In our house, those expressions took the form of buns and cookies and the rich buttermilk-cardamom waffle recipe handed down from Strong’s great-grandma Josephine, served with sour cream and strawberry jam. We outdid ourselves just attempting the celebration cake known as kransekage, a dramatic stacked tower of concentric rings, made here with almond flour and powdered sugar, egg whites, cardamom and almond extract. Our rings of dough were rolled too thick, our stacks formed a leaning tower and our icing was applied unevenly, but it was dramatic nonetheless, and the flavors and chewy texture were as good as a bakery. We couldn’t have been more impressed with our resourcefulness if we’d produced a multitiered wedding cake.

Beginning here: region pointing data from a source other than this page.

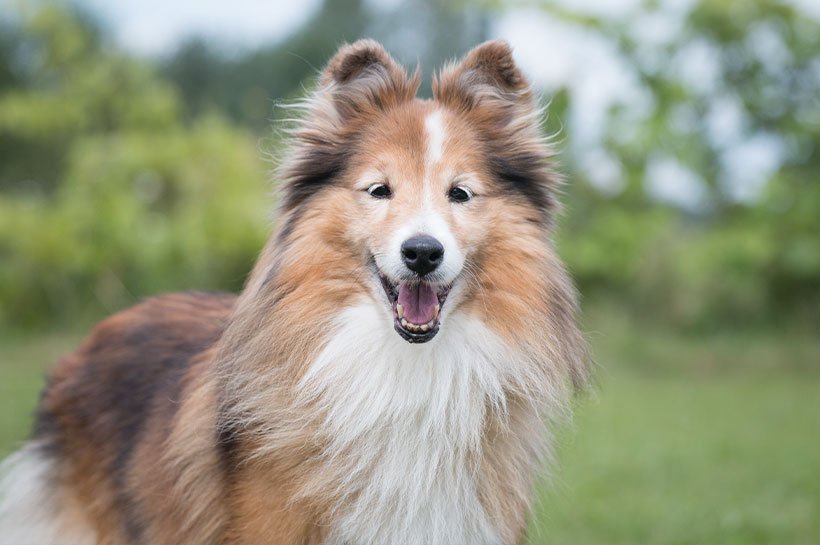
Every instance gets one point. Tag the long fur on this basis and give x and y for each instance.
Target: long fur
(295, 414)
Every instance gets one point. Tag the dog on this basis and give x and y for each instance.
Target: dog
(388, 375)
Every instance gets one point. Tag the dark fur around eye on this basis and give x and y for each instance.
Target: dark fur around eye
(379, 191)
(459, 194)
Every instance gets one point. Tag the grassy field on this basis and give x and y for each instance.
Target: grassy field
(683, 440)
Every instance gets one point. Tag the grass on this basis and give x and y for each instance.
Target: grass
(684, 440)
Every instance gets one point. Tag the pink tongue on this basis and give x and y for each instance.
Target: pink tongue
(419, 302)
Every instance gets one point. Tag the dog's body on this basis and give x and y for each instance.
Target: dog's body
(386, 373)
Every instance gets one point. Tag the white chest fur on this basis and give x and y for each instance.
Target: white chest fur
(405, 424)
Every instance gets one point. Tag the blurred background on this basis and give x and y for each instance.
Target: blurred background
(136, 148)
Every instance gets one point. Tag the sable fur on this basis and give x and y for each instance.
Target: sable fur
(294, 414)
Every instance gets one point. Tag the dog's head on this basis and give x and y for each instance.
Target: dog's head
(426, 206)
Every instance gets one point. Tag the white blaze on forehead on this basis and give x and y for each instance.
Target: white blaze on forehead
(434, 125)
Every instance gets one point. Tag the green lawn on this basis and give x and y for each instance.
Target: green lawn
(682, 440)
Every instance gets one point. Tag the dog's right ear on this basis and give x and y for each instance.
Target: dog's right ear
(362, 78)
(359, 81)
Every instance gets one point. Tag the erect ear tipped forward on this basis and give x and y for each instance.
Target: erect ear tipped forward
(487, 73)
(362, 76)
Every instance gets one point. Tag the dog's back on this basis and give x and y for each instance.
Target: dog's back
(103, 418)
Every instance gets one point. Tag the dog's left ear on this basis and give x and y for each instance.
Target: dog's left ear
(489, 90)
(486, 81)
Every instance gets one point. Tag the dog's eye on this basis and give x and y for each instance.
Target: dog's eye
(379, 191)
(460, 194)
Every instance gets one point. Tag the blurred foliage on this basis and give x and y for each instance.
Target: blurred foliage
(105, 193)
(119, 178)
(730, 259)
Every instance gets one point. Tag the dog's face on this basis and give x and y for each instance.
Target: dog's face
(439, 201)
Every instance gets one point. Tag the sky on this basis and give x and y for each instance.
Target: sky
(552, 54)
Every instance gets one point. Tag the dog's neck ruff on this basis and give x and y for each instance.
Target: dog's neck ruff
(404, 425)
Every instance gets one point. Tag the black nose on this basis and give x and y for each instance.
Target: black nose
(422, 254)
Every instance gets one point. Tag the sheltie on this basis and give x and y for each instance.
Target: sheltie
(390, 371)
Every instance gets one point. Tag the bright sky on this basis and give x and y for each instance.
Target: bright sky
(550, 52)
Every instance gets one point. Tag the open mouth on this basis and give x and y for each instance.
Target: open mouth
(416, 308)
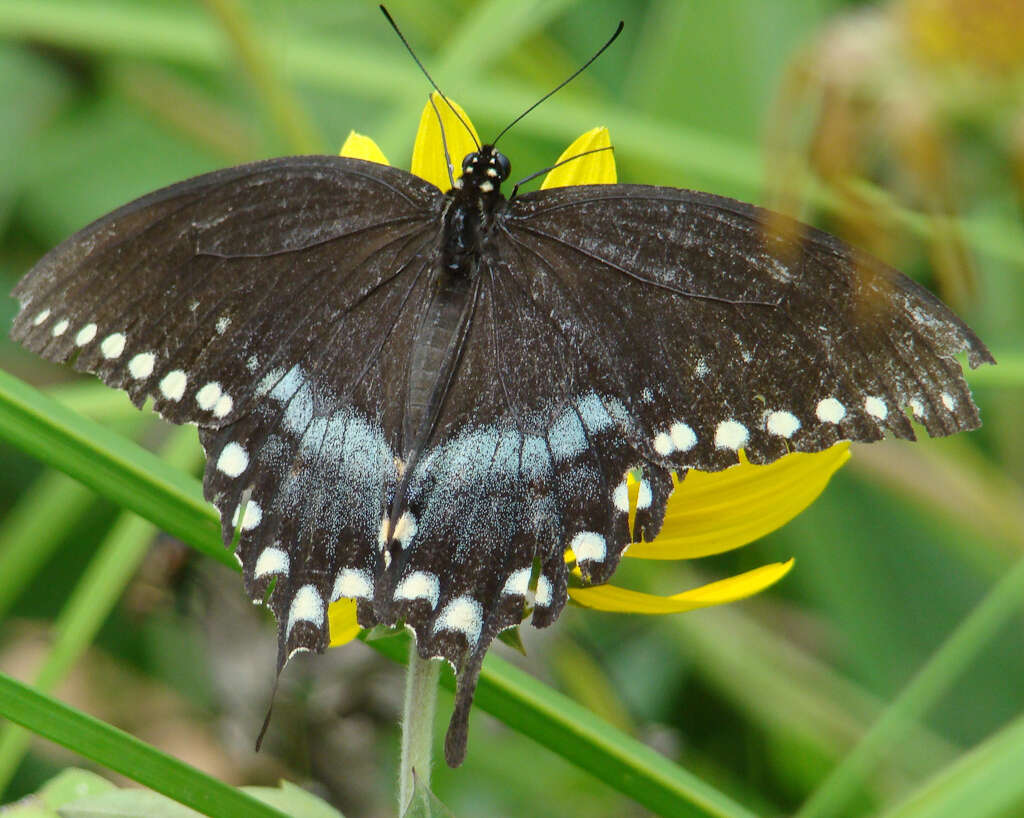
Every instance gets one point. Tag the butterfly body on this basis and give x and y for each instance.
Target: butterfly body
(410, 397)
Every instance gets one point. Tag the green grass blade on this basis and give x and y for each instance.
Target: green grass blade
(33, 529)
(578, 735)
(110, 465)
(95, 595)
(355, 66)
(122, 752)
(985, 781)
(130, 475)
(928, 686)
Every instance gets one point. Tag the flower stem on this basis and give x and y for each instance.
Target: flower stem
(417, 724)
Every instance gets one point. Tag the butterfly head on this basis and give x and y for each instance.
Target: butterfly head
(484, 170)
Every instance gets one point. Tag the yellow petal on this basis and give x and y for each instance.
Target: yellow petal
(428, 151)
(590, 169)
(712, 512)
(341, 617)
(359, 146)
(612, 598)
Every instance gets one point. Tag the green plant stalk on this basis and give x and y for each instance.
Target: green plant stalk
(45, 513)
(124, 754)
(33, 529)
(571, 731)
(111, 465)
(289, 117)
(94, 596)
(923, 692)
(178, 36)
(985, 781)
(417, 725)
(128, 474)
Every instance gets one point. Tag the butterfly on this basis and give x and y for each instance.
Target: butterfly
(421, 400)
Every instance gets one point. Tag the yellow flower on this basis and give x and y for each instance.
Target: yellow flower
(708, 513)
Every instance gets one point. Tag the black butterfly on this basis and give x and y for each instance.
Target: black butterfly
(412, 397)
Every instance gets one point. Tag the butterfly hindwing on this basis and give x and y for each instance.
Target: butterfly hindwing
(273, 304)
(446, 451)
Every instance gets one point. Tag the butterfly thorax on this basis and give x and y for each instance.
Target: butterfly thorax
(469, 216)
(466, 233)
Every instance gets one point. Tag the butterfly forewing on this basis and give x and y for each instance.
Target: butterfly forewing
(283, 306)
(740, 335)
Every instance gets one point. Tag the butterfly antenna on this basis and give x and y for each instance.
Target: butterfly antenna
(448, 157)
(430, 79)
(562, 84)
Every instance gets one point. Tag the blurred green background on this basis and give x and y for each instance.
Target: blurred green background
(899, 126)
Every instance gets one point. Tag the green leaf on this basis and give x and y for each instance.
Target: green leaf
(109, 464)
(127, 804)
(425, 804)
(294, 801)
(73, 784)
(513, 639)
(291, 800)
(125, 754)
(129, 475)
(985, 781)
(64, 788)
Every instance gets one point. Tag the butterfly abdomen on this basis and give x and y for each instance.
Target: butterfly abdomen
(431, 349)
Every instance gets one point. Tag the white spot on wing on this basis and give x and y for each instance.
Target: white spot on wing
(829, 411)
(141, 366)
(643, 496)
(877, 407)
(731, 434)
(252, 518)
(113, 345)
(223, 406)
(404, 529)
(566, 436)
(683, 436)
(463, 614)
(543, 598)
(621, 497)
(85, 335)
(352, 584)
(173, 385)
(664, 444)
(420, 585)
(307, 606)
(783, 424)
(233, 460)
(208, 395)
(271, 560)
(589, 546)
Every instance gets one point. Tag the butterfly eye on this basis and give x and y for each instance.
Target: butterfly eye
(504, 166)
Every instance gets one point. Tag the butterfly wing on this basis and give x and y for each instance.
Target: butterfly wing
(743, 330)
(624, 327)
(273, 304)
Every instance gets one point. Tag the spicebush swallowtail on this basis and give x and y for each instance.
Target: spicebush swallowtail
(410, 397)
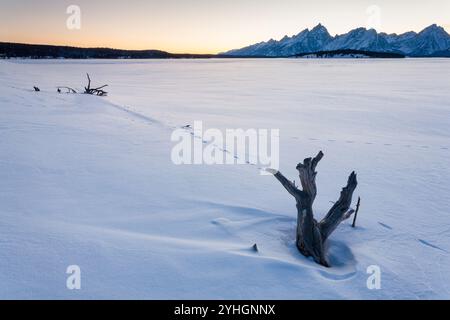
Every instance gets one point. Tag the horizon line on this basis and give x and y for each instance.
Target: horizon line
(210, 53)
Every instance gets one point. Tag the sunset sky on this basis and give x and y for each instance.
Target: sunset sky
(203, 26)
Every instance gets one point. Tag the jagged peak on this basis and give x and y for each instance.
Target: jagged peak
(433, 28)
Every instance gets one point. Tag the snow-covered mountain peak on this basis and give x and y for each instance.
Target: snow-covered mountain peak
(430, 41)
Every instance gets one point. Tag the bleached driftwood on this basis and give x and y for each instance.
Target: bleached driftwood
(311, 234)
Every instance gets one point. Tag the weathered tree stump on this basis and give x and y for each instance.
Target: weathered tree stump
(311, 234)
(95, 91)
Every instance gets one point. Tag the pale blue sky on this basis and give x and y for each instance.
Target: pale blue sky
(208, 26)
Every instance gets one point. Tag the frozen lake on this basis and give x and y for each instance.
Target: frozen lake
(89, 181)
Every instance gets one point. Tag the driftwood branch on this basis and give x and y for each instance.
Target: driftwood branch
(68, 89)
(95, 91)
(312, 235)
(356, 212)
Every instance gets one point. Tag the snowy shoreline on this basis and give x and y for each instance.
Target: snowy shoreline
(89, 181)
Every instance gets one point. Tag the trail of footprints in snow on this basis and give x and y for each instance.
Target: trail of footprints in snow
(190, 130)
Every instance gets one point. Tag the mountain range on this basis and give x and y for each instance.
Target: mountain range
(433, 41)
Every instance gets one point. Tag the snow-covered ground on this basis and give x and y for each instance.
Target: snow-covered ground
(89, 181)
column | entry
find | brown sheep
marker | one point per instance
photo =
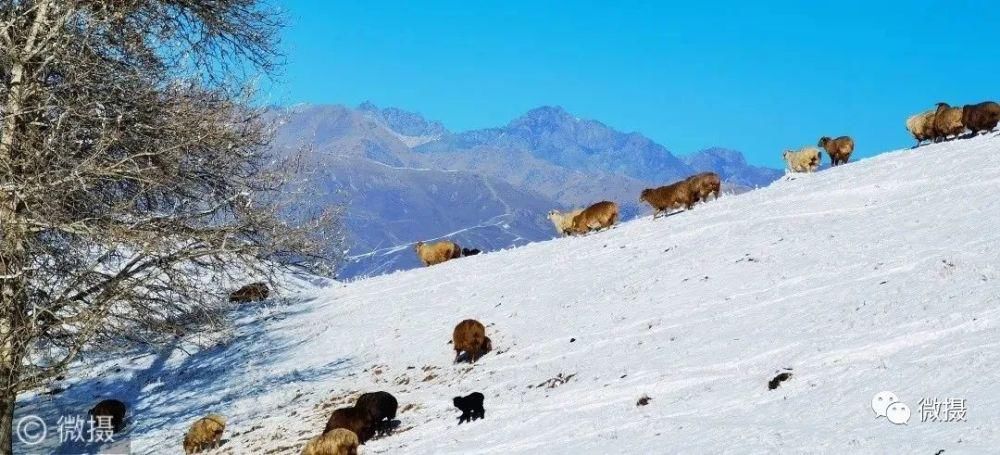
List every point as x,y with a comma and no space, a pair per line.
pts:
252,292
381,406
205,433
981,117
339,441
601,215
470,337
839,149
705,184
669,197
921,126
947,122
357,420
111,410
436,253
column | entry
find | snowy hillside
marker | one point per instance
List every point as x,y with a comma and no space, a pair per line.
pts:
879,275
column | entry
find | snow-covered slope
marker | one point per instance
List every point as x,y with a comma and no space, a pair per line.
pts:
879,275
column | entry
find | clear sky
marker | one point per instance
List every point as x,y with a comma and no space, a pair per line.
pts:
758,77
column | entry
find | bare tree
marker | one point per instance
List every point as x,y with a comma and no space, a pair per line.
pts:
130,156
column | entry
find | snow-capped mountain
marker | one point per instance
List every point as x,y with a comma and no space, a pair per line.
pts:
880,275
407,179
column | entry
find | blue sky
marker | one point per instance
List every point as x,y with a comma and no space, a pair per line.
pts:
758,77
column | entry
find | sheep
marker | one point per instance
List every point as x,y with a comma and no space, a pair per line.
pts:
470,337
839,149
206,432
981,117
436,253
921,126
601,215
807,159
336,442
111,410
352,418
471,406
947,122
666,198
381,406
705,184
252,292
563,221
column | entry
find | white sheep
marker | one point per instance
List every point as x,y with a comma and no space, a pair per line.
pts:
921,126
807,159
563,221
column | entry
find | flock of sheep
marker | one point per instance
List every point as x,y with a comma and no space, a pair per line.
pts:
945,121
373,413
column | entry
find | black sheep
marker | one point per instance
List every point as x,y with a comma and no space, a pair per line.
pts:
381,406
471,406
110,409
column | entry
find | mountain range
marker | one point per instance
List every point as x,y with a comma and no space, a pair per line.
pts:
404,178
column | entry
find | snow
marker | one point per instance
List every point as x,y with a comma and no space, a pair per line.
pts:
880,275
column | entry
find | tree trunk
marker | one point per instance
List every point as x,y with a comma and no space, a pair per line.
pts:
13,298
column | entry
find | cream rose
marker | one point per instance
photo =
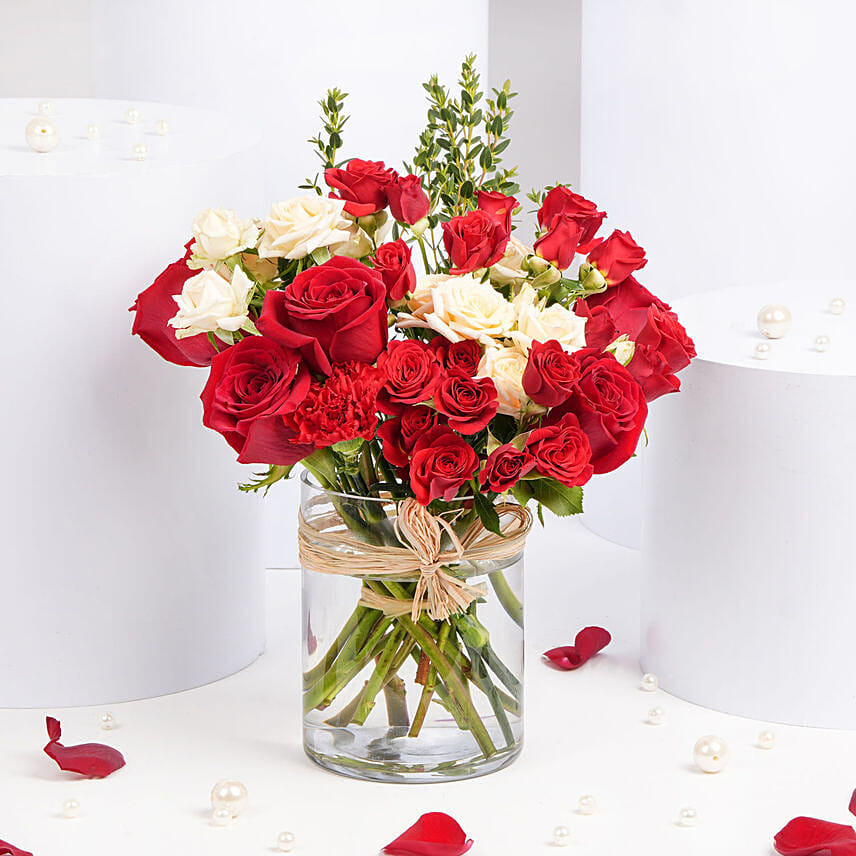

Somewhere in these lost months, speaking of resourcefulness and strength, the band teacher asked students to record themselves playing their concert music. He stitched 121 separate productions together in one program, and the students had, at least, some kind of concert (youtube.com/watch?v=hA2Ti5cVfDA). We clapped via YouTube.
I told my seventh-grader he’s lucky he gets another year with his bandleader. I told the 9-year-old we’ll try kransekage again. Our new favorite waffles are Strong’s recipe, which the teenager described as “like cake for breakfast.” By May 2021, I hope we’ll be cheering on the Ballard parade route with some new traditions of our own.
Great-Grandma Josephine’s Norwegian Waffles
Makes 6 servings
8 tablespoons (1 stick) butter, at room temperature
1 cup sugar
4 eggs
1 cup buttermilk
½ cup milk
2 cups all-purpose flour
¾ teaspoon freshly ground cardamom (or substitute ¾ teaspoon ground cinnamon and ½ teaspoon vanilla)
½ teaspoon baking powder
½ teaspoon baking soda
1. In a large mixing bowl (ideally using a stand mixer), cream the butter and sugar together.
2. Add one egg at a time, beating well and scraping down the sides as necessary.
3. Mix in the buttermilk and milk.
4. Add the flour, cardamom, baking powder and baking soda, then mix into the batter to combine. Let the batter rest in the refrigerator for 30 minutes.
5. Meanwhile, preheat and lightly grease a heart-shaped waffle iron (or any waffle iron you have). To bake, measure about 1/3 cup of batter per waffle, and bake according to the waffle maker’s instructions.